A review by maiakobabe
Frankissstein by Jeanette Winterson

dark mysterious reflective medium-paced

2.75

This book has three different story lines, one of which is much stronger than the other two, which is making it hard for me to figure out how I want to rate the book. The opening story line, and my favorite, is about Mary Shelley during the period in which she wrote Frankenstein. These scenes especially in the audiobook are beautifully read and atmospheric, damp, melancholy, introspective, with engaging characterizations of Byron, Percy Shelley, and the other guests of the house. The second story line is about Ry Shelley, a trans doctor living in post-Brexit Britain who becomes entangled romantically and criminally with Victor Stein, a researcher focused on AI, cryogenic preservation and reanimation, and training robots to detect human diseases. Ry is fairly genderfluid, and is often described as both a man and a woman, or a boy who is a girl who is a boy. I appreciated having a trans POV character in this book, but wished Ry had more of his own ambitions and plot- he seemed to exist primarily to have conversations and sex with Victor, who insisted over and over that he wasn't gay even after falling for and sleeping with Ry.
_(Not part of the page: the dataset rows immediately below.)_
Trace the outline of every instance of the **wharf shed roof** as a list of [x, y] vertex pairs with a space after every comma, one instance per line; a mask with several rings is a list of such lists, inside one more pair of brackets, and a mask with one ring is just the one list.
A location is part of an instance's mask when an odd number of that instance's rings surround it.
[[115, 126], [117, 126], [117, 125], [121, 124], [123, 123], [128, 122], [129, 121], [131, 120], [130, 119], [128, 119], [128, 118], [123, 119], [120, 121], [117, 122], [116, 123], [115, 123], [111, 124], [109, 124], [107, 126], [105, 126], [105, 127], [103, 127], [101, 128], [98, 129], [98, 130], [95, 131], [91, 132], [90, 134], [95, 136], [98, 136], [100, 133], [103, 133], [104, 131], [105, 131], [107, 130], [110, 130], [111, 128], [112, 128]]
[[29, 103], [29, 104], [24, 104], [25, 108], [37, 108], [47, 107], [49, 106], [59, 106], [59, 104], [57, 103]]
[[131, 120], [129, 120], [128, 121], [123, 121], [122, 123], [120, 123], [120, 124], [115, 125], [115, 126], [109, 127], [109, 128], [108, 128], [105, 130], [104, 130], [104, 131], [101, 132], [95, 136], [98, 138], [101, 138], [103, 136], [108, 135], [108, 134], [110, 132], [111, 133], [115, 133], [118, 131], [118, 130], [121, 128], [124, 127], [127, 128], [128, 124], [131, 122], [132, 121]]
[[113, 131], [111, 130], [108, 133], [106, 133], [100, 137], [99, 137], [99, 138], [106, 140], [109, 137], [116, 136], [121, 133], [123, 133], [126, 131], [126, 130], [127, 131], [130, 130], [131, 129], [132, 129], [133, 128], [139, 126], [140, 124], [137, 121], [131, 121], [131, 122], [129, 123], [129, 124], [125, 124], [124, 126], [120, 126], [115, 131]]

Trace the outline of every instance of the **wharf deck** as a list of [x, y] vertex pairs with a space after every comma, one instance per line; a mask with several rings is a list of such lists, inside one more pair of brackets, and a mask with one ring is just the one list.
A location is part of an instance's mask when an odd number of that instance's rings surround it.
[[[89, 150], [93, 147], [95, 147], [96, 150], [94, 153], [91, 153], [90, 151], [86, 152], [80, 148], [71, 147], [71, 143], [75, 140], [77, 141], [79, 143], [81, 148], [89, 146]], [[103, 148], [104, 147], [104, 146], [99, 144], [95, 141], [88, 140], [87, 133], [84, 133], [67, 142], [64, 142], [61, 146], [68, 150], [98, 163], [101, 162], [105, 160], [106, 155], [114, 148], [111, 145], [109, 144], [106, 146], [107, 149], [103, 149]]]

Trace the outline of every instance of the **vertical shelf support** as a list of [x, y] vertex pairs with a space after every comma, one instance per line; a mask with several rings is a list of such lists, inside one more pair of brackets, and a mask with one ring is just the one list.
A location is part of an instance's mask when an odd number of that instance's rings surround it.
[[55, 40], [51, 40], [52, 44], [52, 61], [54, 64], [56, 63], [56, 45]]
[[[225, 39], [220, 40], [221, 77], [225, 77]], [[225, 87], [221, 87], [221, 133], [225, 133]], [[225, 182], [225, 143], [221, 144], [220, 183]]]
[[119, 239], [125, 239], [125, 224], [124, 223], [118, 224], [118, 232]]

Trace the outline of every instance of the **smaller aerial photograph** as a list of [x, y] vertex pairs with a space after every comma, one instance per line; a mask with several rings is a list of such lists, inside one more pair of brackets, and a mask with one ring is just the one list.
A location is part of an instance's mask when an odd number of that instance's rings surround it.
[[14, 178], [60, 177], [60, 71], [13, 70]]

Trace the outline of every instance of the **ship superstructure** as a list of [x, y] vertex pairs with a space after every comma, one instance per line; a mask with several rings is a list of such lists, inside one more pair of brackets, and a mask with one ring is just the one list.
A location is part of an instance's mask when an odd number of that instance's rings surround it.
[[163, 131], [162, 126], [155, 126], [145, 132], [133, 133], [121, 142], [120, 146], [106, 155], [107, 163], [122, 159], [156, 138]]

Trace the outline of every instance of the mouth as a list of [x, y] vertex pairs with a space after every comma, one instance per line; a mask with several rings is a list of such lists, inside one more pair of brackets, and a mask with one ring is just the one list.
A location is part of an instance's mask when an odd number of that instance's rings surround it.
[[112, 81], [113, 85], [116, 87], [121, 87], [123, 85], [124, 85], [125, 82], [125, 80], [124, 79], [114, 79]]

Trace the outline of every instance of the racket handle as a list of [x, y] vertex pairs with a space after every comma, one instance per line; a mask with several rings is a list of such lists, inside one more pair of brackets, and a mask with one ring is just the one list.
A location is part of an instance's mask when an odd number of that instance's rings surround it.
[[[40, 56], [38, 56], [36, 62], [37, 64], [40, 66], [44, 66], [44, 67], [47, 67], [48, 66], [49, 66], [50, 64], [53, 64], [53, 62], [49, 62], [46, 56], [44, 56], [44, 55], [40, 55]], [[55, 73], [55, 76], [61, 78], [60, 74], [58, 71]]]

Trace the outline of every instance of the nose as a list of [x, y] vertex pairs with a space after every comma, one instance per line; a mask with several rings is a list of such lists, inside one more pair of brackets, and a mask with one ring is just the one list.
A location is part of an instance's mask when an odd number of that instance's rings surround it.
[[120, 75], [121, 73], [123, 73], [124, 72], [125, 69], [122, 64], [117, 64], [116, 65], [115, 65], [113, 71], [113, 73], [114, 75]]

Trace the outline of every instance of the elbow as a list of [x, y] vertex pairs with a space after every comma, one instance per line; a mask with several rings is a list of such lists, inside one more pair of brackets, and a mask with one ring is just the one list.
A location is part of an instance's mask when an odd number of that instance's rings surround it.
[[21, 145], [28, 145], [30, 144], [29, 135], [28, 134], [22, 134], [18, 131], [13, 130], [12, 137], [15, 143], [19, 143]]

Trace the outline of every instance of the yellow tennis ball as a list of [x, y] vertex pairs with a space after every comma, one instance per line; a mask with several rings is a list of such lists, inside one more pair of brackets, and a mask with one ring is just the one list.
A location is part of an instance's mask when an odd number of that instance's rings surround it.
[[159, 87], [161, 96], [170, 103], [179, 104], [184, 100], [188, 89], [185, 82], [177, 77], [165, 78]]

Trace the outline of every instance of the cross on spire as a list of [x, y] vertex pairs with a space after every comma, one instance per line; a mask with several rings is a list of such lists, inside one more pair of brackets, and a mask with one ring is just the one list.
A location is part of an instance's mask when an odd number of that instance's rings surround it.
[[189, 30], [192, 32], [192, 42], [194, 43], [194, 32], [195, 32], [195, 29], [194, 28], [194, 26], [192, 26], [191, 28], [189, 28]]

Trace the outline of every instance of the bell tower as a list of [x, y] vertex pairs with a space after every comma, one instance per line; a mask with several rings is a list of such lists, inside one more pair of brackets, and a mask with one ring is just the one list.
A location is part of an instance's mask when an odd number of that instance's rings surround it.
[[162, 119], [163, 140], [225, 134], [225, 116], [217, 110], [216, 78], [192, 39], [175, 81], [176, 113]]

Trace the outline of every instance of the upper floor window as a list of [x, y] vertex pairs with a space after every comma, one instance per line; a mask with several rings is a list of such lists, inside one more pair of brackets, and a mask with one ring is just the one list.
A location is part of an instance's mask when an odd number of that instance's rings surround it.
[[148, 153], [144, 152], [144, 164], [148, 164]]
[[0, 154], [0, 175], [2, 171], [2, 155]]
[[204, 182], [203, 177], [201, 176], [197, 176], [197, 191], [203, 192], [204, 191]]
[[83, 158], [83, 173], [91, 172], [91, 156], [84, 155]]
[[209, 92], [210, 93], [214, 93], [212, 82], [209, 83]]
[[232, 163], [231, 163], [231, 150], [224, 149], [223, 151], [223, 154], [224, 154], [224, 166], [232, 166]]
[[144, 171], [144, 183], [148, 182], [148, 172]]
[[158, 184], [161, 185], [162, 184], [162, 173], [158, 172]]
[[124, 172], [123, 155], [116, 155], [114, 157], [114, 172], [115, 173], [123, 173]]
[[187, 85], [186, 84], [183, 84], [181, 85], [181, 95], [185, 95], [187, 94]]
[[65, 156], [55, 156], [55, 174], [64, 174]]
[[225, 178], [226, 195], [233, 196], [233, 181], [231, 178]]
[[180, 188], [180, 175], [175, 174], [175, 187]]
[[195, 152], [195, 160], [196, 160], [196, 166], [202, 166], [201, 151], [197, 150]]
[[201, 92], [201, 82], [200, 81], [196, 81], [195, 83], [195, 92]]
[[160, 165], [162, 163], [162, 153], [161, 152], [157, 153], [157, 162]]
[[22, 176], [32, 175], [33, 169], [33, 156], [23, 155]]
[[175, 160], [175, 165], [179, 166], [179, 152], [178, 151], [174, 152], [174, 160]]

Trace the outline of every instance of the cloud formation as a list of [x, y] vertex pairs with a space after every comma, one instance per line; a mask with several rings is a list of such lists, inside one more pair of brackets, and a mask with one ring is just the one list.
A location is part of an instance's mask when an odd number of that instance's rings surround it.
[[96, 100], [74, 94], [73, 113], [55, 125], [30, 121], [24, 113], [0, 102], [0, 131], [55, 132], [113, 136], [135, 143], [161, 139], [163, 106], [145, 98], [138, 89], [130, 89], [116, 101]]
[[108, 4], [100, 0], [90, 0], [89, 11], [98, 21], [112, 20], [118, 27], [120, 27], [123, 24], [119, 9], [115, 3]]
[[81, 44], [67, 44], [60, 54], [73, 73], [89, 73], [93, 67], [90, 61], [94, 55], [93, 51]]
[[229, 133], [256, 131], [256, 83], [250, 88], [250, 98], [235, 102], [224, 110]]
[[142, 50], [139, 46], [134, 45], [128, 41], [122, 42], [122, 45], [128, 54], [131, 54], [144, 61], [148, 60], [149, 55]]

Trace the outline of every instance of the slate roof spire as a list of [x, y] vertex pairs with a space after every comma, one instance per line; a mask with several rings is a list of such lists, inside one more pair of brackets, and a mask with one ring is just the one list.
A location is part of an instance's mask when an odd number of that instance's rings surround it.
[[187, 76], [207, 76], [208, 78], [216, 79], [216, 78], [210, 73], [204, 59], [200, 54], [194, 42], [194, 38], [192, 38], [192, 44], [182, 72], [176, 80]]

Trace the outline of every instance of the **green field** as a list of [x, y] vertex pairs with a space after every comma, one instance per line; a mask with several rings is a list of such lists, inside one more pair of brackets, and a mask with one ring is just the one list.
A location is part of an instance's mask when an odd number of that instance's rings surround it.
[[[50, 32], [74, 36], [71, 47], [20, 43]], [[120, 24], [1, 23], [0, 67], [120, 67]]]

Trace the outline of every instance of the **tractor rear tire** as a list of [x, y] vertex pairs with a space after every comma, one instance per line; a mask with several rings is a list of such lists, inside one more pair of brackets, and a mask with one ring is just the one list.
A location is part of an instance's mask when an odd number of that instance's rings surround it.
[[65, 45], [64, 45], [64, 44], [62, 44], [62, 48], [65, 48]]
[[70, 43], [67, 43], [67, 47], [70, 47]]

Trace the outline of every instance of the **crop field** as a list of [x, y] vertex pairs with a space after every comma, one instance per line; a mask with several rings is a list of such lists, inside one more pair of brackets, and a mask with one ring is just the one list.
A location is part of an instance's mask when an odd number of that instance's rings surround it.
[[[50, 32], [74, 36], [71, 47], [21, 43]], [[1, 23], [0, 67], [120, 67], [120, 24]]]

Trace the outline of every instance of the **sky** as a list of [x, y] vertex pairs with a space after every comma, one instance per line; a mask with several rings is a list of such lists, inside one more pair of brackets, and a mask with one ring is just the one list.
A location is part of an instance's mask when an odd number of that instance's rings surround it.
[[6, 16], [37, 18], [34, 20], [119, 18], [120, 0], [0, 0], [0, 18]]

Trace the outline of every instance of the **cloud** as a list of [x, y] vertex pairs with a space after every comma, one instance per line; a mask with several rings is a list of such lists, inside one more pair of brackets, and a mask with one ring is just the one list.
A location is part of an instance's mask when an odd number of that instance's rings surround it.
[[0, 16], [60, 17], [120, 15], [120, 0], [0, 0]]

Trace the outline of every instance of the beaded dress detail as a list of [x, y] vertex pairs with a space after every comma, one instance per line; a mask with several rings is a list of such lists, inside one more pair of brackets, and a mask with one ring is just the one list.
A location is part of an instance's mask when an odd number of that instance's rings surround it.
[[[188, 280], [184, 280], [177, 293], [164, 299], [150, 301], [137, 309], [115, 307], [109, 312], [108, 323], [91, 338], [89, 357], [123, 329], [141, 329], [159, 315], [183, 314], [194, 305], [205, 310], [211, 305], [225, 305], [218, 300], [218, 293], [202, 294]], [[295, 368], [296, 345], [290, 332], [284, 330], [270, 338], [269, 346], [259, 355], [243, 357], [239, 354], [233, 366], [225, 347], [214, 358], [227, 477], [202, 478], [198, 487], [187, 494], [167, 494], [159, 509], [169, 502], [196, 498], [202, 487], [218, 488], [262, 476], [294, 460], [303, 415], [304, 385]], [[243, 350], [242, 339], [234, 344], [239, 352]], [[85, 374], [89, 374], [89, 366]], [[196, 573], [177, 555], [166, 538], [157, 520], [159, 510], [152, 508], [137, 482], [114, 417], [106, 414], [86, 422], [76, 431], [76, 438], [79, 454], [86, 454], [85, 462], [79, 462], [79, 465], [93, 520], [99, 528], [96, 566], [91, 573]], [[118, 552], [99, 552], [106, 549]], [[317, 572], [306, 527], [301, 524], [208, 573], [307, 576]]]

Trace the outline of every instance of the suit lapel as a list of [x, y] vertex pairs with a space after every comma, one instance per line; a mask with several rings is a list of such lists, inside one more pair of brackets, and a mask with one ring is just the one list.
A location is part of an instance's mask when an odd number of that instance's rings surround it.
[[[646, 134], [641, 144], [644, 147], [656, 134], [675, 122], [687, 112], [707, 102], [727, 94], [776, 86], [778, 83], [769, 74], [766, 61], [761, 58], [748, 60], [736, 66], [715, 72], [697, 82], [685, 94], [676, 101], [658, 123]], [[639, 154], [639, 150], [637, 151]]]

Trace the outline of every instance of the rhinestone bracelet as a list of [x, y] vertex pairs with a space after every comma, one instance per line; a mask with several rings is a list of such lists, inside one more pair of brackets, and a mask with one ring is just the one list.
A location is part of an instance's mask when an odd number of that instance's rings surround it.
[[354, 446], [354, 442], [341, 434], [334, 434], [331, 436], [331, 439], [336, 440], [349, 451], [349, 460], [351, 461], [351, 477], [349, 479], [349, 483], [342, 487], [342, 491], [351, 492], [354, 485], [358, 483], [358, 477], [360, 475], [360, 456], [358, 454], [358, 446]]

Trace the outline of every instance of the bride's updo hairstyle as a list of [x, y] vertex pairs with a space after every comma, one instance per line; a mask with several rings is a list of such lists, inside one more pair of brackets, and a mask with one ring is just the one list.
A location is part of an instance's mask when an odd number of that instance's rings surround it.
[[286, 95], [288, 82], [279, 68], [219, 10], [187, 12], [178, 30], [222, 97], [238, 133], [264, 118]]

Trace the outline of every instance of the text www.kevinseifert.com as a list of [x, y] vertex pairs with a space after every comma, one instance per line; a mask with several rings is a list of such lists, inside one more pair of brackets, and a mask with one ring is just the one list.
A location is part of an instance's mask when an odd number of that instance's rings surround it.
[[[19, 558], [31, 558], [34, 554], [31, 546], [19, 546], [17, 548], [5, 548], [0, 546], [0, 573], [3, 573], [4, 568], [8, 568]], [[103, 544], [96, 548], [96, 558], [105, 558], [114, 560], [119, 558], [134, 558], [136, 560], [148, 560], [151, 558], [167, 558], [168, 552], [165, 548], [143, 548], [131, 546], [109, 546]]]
Ry also interviews and then is repeatedly misgendered by Ron Lord, a Welsh entrepreneur in the sex robot industry- there is a lot in this book about sex bots, including huge chunks of uninterrupted dialogue by Ron Lord that got fairly repetitive in audio. Ry is also the victim of a bathroom sexual assault near the end of the book that felt thematically unnecessary and punishing. I can imagine a different version of this book where Ry was the one conducting the research that Victor does in this book, and his love interest is a modern version of Percy, which might have interested me more. There's also a third partial story line about Mary Shelley meeting a man named Victor Frankenstein who claims to be the character from her book; these didn't add anything for me. Would I recommend this? Hard to say. It's a complicated queer remix of Frankenstein and I was engaged while listening to the majority of it but there were also pieces that fell short of my expectations.